100.0% of residents lived in urban areas, while 0.0% lived in rural areas.

There were 2,429 households in Mechanicville, of which 25.7% had children under the age of 18 living in them. Of all households, 27.8% were married-couple households, 23.9% were households with a male householder and no spouse or partner present, and 37.1% were households with a female householder and no spouse or partner present. About 40.8% of all households were made up of individuals and 15.8% had someone living alone who was 65 years of age or older.

There were 2,695 housing units, of which 9.9% were vacant. The homeowner vacancy rate was 3.8% and the rental vacancy rate was 6.5%.
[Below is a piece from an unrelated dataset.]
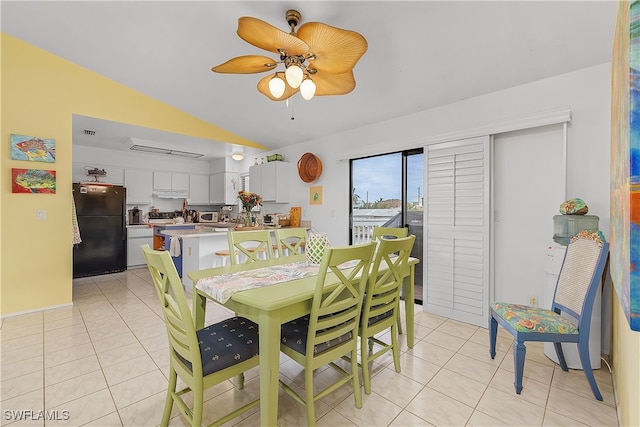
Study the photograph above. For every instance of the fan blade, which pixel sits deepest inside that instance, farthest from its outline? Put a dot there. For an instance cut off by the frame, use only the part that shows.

Racial composition as of the 2020 census
| Race | Number | Percent |
|---|---|---|
| White | 4,615 | 89.4% |
| Black or African American | 96 | 1.9% |
| American Indian and Alaska Native | 7 | 0.1% |
| Asian | 53 | 1.0% |
| Native Hawaiian and Other Pacific Islander | 1 | 0.0% |
| Some other race | 66 | 1.3% |
| Two or more races | 325 | 6.3% |
| Hispanic or Latino (of any race) | 207 | 4.0% |

===2000 census===
As of the census of 2000, there were 5,019 people, 2,219 households, and 1,275 families residing in the city. The population density was 6,028.4 PD/sqmi. There were 2,386 housing units at an average density of 2,865.8 /sqmi. The racial makeup of the city was 97.95% White, 0.36% African American, 0.10% Native American, 0.66% Asian, 0.44% from other races, and 0.50% from two or more races. Hispanic or Latino of any race were 1.20% of the population.
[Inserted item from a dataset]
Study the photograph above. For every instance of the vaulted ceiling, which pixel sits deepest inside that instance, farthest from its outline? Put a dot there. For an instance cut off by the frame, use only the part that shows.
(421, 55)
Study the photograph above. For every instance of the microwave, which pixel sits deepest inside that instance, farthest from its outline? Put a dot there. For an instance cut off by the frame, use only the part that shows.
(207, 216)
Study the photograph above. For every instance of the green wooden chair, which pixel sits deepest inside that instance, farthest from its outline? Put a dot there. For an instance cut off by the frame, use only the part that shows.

There were 2,219 households, out of which 29.1% had children under the age of 18 living with them, 40.9% were married couples living together, 12.3% had a female householder with no husband present, and 42.5% were non-families. 36.5% of all households were made up of individuals, and 19.4% had someone living alone who was 65 years of age or older. The average household size was 2.26 and the average family size was 2.97.

In the city, the population was spread out, with 24.4% under the age of 18, 8.2% from 18 to 24, 30.1% from 25 to 44, 18.5% from 45 to 64, and 18.7% who were 65 years of age or older. The median age was 36 years. For every 100 females, there were 89.0 males. For every 100 females age 18 and over, there were 82.7 males.

The median income for a household in the city was $34,509, and the median income for a family was $42,143. Males had a median income of $32,825 versus $25,143 for females. The per capita income for the city was $17,236. About 6.5% of families and 8.0% of the population were below the poverty line, including 9.5% of those under age 18 and 7.4% of those age 65 or over.